Sonora Once Had a Seamier Side

Like many Gold Rush communities, Sonora was known for its seamier side as well as for a more civilized society. Prostitution was practiced somewhat openly from the city’s founding until the 1950s when the federal government instructed the city fathers either to clean up the town or the federal government would.

The first official reference we have of the city trying to control prostitution, but not abolish it, was when the City Trustees passed Ordinance Number 12, on August 17, 1853.

  • Section 1. That all houses of ill-fame, within the limits of this City, shall either keep their front doors closed, or have good and sufficient blinds or screens in front thereof, to hide anything transpiring within from the view of persons passing on the street.

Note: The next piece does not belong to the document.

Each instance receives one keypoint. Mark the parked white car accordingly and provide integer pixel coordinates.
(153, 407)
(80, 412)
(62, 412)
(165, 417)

  • Section 2. Any keeper or keepers of said house, failing to comply with the first section of this ordinance shall upon conviction before the Recorder, be fined in a sum not less than Fifty Dollars.

Because prostitution was quite open in Sonora’s early years, many residents remembered the “girls.” Bemis Fitch Grant’s family owned the City Hotel at the corner of Washington and Theall Streets. Her maternal grandmother, Rebecca Lick, owned a candy store next to the hotel. In the early 1900s, Bemis remembered the prostitutes buying candy at her grandmother’s store, and then renting a room in the City Hotel for a few days to rest up.